By the close of these transactions, the company will have received pre-tax proceeds of $410 million, including the October 2002 sale of its Village Oaks assisted living business. Marriott expects to use these proceeds to repurchase shares of the company’s stock.

Merrill Lynch acted as exclusive financial advisor to Marriott International with respect to the CNL and Sunrise transactions and rendered a fairness opinion to Marriott International.

MARRIOTT INTERNATIONAL, INC. (NYSE:MAR), a leading worldwide hospitality company celebrating its 75th Anniversary in 2002, has over 2,600 operating units in the United States and 64 other countries and territories. Marriott International operates and franchises hotels under the Marriott, JW Marriott, The Ritz-Carlton, Renaissance, Residence Inn, Courtyard, TownePlace Suites, Fairfield Inn, SpringHill Suites and Ramada International brand names; develops and operates vacation ownership resorts under the Marriott Vacation Club International, Horizons, The Ritz-Carlton Club and Marriott Grand Residence Club brands; operates Marriott Executive Apartments; provides furnished corporate housing through its Marriott ExecuStay division; and operates conference centers. The company is headquartered in Washington, D.C., and has approximately 145,000 employees. In fiscal year 2001, Marriott International reported systemwide sales of $20 billion. For more information or reservations, please visit the web site at

Sunrise Assisted Living is one of the nation's oldest and largest providers of senior living services. The McLean, Va.-based Company, which employs more than 13,000 people, has over 220 senior living communities either open or under construction in the United States, U.K. and Canada with a combined resident capacity in excess of 17,000. Sunrise communities offer a full range of personalized senior living services, from help with activities such as eating, bathing, dressing and medication management, to a specially designed program for residents with Alzheimer's disease and other forms of memory impairment. Sunrise's senior living services are delivered by staff trained to encourage the independence, preserve the dignity, enable freedom of choice and protect the privacy of residents. For more information about Sunrise Assisted Living, visit

CNL Retirement Properties, Inc., a real estate investment trust, is affiliated with CNL Financial Group, Inc., and specializes in the acquisition of premium independent and assisted living communities and continuing care retirement communities. Headquartered in Orlando, Florida, CNL Financial Group, Inc. is one of the nation’s largest privately held real estate investment and finance companies. CNL Financial Group, Inc., and the entities it has formed or acquired have more than $5.3 billion in assets, representing more than 2,850 properties in 49 states. The company and those entities focus on properties in the retirement, hospitality, corporate facility, community development, retail and restaurant sectors.

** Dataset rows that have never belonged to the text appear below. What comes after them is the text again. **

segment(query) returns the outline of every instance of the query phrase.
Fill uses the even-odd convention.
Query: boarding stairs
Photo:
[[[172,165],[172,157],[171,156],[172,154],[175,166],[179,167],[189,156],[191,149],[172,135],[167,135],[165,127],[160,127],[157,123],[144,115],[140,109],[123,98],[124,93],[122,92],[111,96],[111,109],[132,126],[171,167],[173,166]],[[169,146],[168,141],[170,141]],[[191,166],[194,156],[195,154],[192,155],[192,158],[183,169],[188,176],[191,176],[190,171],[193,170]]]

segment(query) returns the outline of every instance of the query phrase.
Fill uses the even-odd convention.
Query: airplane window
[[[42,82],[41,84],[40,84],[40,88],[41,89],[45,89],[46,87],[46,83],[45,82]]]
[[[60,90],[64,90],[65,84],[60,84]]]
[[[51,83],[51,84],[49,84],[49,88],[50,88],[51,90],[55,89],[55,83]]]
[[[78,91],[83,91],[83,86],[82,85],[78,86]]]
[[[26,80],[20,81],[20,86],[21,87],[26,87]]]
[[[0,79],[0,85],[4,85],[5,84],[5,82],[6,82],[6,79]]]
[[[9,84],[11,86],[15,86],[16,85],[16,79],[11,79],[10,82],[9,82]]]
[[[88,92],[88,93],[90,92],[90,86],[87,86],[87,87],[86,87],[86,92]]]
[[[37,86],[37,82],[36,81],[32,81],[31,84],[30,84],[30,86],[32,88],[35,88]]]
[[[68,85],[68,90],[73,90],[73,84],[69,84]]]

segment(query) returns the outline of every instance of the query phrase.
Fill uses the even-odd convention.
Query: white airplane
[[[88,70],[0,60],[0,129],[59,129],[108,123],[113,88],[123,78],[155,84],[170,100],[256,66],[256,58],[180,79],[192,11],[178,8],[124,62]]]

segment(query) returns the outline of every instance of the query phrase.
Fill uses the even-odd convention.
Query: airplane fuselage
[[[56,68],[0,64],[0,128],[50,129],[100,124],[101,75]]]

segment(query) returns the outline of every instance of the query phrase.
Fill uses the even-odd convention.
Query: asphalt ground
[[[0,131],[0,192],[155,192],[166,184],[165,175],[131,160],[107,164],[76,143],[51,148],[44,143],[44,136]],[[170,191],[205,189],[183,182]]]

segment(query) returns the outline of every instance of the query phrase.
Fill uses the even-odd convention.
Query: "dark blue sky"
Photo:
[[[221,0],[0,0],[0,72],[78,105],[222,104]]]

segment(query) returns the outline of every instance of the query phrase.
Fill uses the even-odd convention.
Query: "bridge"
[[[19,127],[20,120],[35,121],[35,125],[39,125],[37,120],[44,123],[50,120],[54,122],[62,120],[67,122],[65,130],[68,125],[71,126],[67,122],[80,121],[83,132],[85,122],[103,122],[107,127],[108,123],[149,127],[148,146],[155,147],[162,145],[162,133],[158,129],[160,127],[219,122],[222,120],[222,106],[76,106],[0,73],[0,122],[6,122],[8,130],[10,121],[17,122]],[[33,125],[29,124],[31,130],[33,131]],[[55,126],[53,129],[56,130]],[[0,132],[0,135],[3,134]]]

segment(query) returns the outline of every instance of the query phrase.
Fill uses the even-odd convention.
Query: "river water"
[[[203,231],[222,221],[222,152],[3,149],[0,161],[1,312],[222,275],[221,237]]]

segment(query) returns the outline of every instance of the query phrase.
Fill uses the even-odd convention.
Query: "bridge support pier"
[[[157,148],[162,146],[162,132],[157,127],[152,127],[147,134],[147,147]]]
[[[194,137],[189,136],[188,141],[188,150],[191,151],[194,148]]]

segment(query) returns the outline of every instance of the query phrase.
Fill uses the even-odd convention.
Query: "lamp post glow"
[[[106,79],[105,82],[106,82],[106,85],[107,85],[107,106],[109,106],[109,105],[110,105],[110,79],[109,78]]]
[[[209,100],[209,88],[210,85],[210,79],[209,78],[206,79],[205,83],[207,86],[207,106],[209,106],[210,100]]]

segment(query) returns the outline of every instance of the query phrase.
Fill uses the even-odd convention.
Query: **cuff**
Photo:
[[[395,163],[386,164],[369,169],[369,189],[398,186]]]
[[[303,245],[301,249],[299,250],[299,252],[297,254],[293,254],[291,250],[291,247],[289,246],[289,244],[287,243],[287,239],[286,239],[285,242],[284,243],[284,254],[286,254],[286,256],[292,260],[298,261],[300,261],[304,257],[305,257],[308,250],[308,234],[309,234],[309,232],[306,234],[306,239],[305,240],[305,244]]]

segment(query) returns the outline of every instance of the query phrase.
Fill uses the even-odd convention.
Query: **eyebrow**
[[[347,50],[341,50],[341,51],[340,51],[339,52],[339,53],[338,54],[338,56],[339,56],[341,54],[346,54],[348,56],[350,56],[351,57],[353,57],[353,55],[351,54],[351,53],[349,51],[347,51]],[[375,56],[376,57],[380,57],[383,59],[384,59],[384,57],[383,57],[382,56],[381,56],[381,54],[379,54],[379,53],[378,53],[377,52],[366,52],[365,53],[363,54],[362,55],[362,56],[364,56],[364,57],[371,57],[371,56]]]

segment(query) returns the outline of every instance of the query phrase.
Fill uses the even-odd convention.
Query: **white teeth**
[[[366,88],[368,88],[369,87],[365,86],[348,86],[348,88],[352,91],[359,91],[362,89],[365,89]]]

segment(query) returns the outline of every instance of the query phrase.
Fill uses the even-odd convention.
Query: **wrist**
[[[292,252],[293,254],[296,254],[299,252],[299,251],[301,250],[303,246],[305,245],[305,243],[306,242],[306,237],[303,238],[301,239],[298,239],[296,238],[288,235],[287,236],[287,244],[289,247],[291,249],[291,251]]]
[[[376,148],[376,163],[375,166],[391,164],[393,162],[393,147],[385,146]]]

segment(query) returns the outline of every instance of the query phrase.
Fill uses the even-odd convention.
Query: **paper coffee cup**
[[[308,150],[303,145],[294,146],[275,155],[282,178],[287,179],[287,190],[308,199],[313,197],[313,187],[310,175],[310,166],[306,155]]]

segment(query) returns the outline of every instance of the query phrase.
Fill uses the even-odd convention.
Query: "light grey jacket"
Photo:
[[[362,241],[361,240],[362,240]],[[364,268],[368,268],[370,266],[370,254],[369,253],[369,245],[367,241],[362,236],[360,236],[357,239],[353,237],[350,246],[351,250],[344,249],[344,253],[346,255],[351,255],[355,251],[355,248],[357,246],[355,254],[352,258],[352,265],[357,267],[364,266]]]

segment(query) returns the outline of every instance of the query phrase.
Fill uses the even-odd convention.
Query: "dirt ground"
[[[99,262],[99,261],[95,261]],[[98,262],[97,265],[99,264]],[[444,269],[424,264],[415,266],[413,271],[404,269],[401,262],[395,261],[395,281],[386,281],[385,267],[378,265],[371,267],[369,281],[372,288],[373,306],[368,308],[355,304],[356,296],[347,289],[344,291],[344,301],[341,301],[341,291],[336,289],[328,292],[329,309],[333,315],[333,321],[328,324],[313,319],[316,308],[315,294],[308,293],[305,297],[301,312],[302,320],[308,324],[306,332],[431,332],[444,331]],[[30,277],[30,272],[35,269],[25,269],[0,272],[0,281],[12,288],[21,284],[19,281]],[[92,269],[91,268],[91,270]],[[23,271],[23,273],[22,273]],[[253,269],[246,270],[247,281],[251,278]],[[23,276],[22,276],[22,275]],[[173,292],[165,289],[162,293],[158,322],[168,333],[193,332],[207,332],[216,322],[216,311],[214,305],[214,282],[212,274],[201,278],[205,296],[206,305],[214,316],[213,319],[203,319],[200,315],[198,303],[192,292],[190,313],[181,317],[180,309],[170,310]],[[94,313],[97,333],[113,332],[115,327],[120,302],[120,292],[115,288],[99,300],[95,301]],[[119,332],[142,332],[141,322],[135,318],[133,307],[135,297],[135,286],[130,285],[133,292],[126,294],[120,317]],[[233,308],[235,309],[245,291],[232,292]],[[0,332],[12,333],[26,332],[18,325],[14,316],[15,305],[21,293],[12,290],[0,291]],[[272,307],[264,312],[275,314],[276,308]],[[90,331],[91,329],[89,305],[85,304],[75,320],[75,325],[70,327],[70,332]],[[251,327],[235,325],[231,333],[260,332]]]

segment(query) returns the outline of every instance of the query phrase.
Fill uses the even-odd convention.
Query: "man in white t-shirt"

Note: This press release contains “forward-looking statements” within the meaning of federal securities laws, including statements concerning the sale of the MSLS business, that are not historical facts. We caution you that these statements are not guarantees of future events or performance and are subject to numerous risks and uncertainties, including satisfaction of customary closing conditions, including the receipt of necessary regulatory approvals. These statements are made as of the date of this press release, and we undertake no obligation to publicly update or revise any forward-looking statement, whether as a result of new information, future events or otherwise.